Eine konvergente Redaktion, digitaler Journalismus und Scrollytelling: Nicolas Bieri arbeitet als Redaktionsleiter News bei telebasel. 2014 hat er den Bachelorstudiengang Kommunikation an der ZHAW abgeschlossen und ist anschliessend in eine erfolgreiche Karriere im Journalismus gestartet. Wie ihm die Inhalte aus dem Studium auf seinem Weg geholfen haben, wie sein Berufsalltag heute aussieht und welche Tipps er für Studierende und Studieninteressierte hat, erzählt er im Interview.
Autorin: Susanna Spörri
Wie bist du zu deinem aktuellen Job als Redaktionsleiter News bei telebasel gekommen?

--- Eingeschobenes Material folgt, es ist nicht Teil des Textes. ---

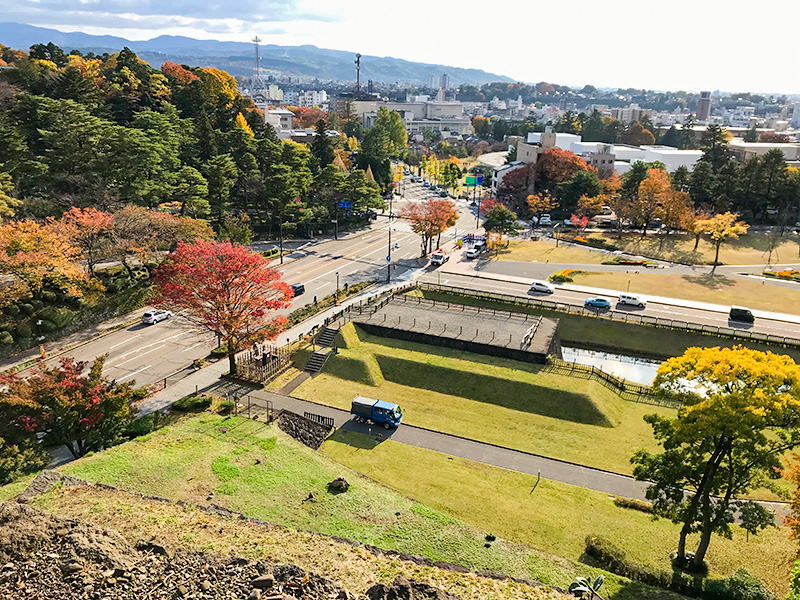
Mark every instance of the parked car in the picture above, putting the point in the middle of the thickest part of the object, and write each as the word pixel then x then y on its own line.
pixel 368 410
pixel 741 314
pixel 542 286
pixel 151 317
pixel 632 299
pixel 597 302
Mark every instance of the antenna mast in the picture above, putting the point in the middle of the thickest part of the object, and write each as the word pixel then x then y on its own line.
pixel 358 73
pixel 258 83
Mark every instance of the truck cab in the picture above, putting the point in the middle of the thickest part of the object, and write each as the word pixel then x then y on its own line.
pixel 379 412
pixel 439 257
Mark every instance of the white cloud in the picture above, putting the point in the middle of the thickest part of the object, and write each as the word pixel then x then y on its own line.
pixel 683 44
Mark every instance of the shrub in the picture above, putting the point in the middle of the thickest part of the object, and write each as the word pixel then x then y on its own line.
pixel 634 504
pixel 612 558
pixel 226 406
pixel 739 586
pixel 191 403
pixel 24 330
pixel 220 351
pixel 140 394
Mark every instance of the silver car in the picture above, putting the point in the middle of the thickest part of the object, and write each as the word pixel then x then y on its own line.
pixel 151 317
pixel 542 286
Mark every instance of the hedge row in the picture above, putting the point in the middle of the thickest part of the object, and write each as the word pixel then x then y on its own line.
pixel 739 586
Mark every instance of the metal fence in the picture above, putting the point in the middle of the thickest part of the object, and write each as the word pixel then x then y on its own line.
pixel 627 390
pixel 264 364
pixel 327 421
pixel 623 317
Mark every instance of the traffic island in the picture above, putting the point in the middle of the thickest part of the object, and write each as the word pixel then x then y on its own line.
pixel 517 336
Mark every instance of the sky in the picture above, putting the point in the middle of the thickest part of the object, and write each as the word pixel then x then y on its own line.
pixel 728 45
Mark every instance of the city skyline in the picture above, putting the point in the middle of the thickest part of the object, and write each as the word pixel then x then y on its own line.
pixel 688 47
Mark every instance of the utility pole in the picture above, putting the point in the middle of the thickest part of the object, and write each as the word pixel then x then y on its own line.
pixel 389 255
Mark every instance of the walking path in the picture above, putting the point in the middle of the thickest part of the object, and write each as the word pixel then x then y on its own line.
pixel 482 452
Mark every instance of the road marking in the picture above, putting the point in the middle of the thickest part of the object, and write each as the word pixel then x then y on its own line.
pixel 125 341
pixel 190 347
pixel 139 355
pixel 134 373
pixel 154 343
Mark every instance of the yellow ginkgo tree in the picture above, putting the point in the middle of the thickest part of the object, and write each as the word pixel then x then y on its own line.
pixel 740 413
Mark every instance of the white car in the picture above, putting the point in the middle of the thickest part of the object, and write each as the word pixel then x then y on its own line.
pixel 542 286
pixel 151 317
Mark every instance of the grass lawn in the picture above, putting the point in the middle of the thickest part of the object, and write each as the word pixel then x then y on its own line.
pixel 554 517
pixel 489 399
pixel 258 470
pixel 350 567
pixel 626 338
pixel 752 249
pixel 715 289
pixel 546 251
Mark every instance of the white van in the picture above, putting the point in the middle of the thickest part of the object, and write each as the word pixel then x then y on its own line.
pixel 633 300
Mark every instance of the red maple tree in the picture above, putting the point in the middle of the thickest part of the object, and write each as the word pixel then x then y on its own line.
pixel 226 288
pixel 557 165
pixel 69 405
pixel 90 230
pixel 430 219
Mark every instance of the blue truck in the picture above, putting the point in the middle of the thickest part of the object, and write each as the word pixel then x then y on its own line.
pixel 379 412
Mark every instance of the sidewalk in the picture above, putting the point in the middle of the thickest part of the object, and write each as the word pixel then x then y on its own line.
pixel 471 270
pixel 75 340
pixel 207 377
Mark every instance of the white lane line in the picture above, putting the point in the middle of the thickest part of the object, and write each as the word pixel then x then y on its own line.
pixel 172 337
pixel 134 373
pixel 124 341
pixel 190 347
pixel 138 356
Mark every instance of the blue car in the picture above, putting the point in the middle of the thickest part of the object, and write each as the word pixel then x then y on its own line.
pixel 598 302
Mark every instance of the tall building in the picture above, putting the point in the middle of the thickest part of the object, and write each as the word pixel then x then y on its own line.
pixel 703 109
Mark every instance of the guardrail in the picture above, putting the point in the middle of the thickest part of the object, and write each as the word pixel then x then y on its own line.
pixel 627 390
pixel 622 317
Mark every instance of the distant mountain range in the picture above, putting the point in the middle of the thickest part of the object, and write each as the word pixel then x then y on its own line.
pixel 237 57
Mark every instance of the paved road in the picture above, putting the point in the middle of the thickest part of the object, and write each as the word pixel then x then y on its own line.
pixel 147 354
pixel 494 277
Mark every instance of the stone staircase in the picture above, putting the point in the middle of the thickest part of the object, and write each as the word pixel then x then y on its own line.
pixel 325 339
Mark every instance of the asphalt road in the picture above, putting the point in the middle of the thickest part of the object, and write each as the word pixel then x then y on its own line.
pixel 653 309
pixel 148 353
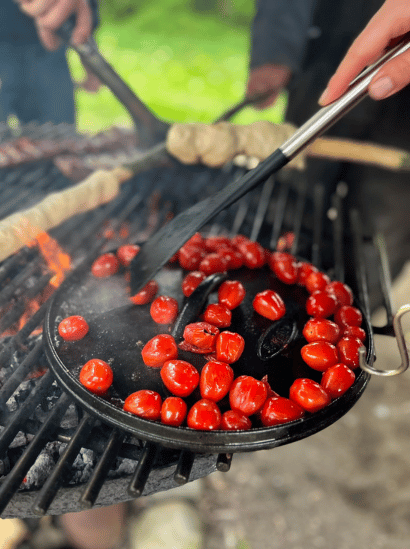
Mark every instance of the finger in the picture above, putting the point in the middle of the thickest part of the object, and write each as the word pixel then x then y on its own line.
pixel 83 26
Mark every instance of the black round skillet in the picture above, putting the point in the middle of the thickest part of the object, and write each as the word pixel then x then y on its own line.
pixel 119 329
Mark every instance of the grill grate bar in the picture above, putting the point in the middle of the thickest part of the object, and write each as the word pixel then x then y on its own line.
pixel 17 474
pixel 62 471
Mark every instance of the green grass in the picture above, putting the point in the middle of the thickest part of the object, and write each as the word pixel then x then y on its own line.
pixel 184 66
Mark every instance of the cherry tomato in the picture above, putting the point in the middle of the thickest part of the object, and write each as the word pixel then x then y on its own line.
pixel 247 395
pixel 309 395
pixel 213 263
pixel 73 328
pixel 145 295
pixel 348 348
pixel 342 292
pixel 337 380
pixel 233 420
pixel 321 329
pixel 105 265
pixel 145 403
pixel 179 377
pixel 96 375
pixel 158 350
pixel 316 281
pixel 204 415
pixel 231 293
pixel 269 304
pixel 348 316
pixel 277 410
pixel 218 315
pixel 321 304
pixel 173 411
pixel 164 309
pixel 191 282
pixel 229 347
pixel 126 253
pixel 201 334
pixel 285 267
pixel 215 380
pixel 320 355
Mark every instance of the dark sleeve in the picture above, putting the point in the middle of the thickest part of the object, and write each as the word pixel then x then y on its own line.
pixel 280 32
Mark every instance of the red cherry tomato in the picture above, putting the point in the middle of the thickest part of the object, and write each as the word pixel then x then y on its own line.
pixel 232 420
pixel 215 380
pixel 247 395
pixel 316 281
pixel 173 411
pixel 145 295
pixel 145 403
pixel 201 334
pixel 179 377
pixel 320 355
pixel 269 304
pixel 277 410
pixel 348 316
pixel 73 328
pixel 191 282
pixel 348 348
pixel 164 309
pixel 321 329
pixel 229 347
pixel 204 415
pixel 342 292
pixel 96 375
pixel 126 253
pixel 321 304
pixel 158 350
pixel 105 265
pixel 231 293
pixel 218 315
pixel 337 380
pixel 309 395
pixel 285 267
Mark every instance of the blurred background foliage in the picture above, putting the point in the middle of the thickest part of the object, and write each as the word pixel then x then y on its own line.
pixel 186 59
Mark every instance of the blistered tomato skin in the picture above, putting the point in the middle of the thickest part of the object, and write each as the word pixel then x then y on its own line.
pixel 231 293
pixel 158 350
pixel 321 304
pixel 348 348
pixel 179 377
pixel 126 253
pixel 229 347
pixel 321 329
pixel 215 380
pixel 204 415
pixel 146 295
pixel 191 282
pixel 247 395
pixel 218 315
pixel 73 328
pixel 173 411
pixel 278 410
pixel 145 403
pixel 269 304
pixel 105 265
pixel 309 395
pixel 97 376
pixel 232 420
pixel 320 355
pixel 337 380
pixel 348 316
pixel 164 309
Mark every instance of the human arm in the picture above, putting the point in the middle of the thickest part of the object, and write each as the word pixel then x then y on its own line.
pixel 388 24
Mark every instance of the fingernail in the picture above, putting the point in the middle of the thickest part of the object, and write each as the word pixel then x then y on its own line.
pixel 381 87
pixel 323 97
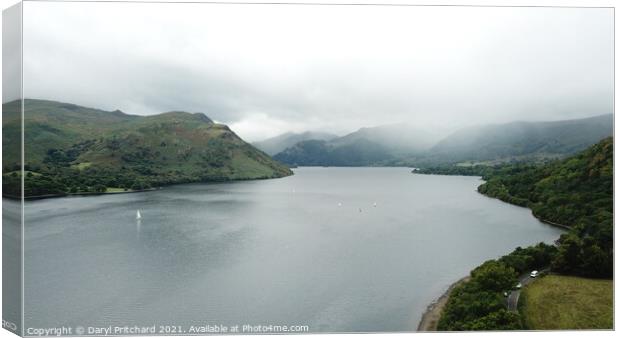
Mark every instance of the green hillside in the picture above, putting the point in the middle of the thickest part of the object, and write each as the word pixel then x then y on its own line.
pixel 576 192
pixel 72 149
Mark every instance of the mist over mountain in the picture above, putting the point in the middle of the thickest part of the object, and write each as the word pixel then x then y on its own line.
pixel 278 143
pixel 397 145
pixel 522 140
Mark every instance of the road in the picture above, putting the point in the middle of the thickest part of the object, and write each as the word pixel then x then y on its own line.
pixel 513 297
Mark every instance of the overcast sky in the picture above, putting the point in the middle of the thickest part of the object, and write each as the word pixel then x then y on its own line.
pixel 269 69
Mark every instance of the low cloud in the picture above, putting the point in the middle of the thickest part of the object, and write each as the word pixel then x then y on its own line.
pixel 268 69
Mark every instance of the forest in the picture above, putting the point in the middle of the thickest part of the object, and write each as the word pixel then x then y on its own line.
pixel 576 192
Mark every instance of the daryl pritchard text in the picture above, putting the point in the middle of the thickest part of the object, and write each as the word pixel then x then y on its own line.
pixel 163 329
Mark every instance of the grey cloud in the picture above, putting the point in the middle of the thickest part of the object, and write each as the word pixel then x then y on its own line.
pixel 270 69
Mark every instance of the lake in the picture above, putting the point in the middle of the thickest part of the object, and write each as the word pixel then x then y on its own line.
pixel 337 249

Ganz einfach: Ich habe mich beworben. Das klingt zwar salopp, aber ich meine das durchaus ernst. Die Stelle war nämlich nur extern ausgeschrieben. Aber ich dachte mir: „Hey, ich kenne den Laden seit bald sieben Jahren als Reporter: ich kann das auch!“. Also habe ich frech einfach auch mein Dossier eingereicht. Zuerst waren die Chefs überrascht. Am Ende konnte ich sie aber überzeugen.
Welche Tätigkeiten gehören zu deinem Berufsalltag?
Nach vielen Jahren, in denen ich selbst Reportagen produziert habe, sind es jetzt hauptsächlich organisatorische Aufgaben. Ich plane zusammen mit der Redaktion die Inhalte auf all unseren Vektoren: Online, Fernsehen, Social Media. Danach sorge ich dafür, dass die Ressourcen richtig verteilt sind, damit die Redaktion die Inhalte auch umsetzten kann.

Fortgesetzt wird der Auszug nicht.